UW Anaerobic Digester: Food Waste, Renewable Energy & Public Health (Phase 2)
The University District Food Bank (UDFB) serves some of the poorest and most vulnerable individuals in the North Seattle and University District community. The University District has one of the highest rates of poverty in Seattle, which was shown in by 2016 study that approximately 60% of University District residents have an income at or below the federal poverty threshold (Keeley, 2016). These residents often cannot access enough healthy and nutritious food and depend on UDFB to survive. UDFB distributes 45,000 pounds of food (i.e. fruits, vegetables, dairy, bread, canned food, etc.) to over 1,200 families per week, maintains a 2,000 square foot rooftop garden, and co-locates with a café (Street Bean) that employs homeless and low-income youth.

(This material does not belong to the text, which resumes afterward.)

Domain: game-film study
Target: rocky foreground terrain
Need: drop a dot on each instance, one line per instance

UDFB is struggling with a tragic irony though—there is too much food waste. Grocery store chains often use food banks (including UDFB) as a dumping ground for expired or damaged food, while receiving a tax break for the donation. UDFB receives food that spoils quickly, and in turn, UDFB pays ~$6,000 per year to haul away food waste to a municipal composting facility. The garbage trucks that haul away the food waste pollute the North Seattle neighborhood. The exhaust from these trucks is a public health risk for individuals and families. This inexcusable situation prevents the food bank from using their financial resources to better serve the community.
Many residents also feel stigmatized when they use the food bank. A 2016 Seattle Times article documented the feelings of one community member, “When I was going to the food bank, it’s not like I was talking about it...it’s something people don’t talk about” (Balk, 2016). This stigma hinders the food bank from integrating into the community and increasing access to UDFB’s resources.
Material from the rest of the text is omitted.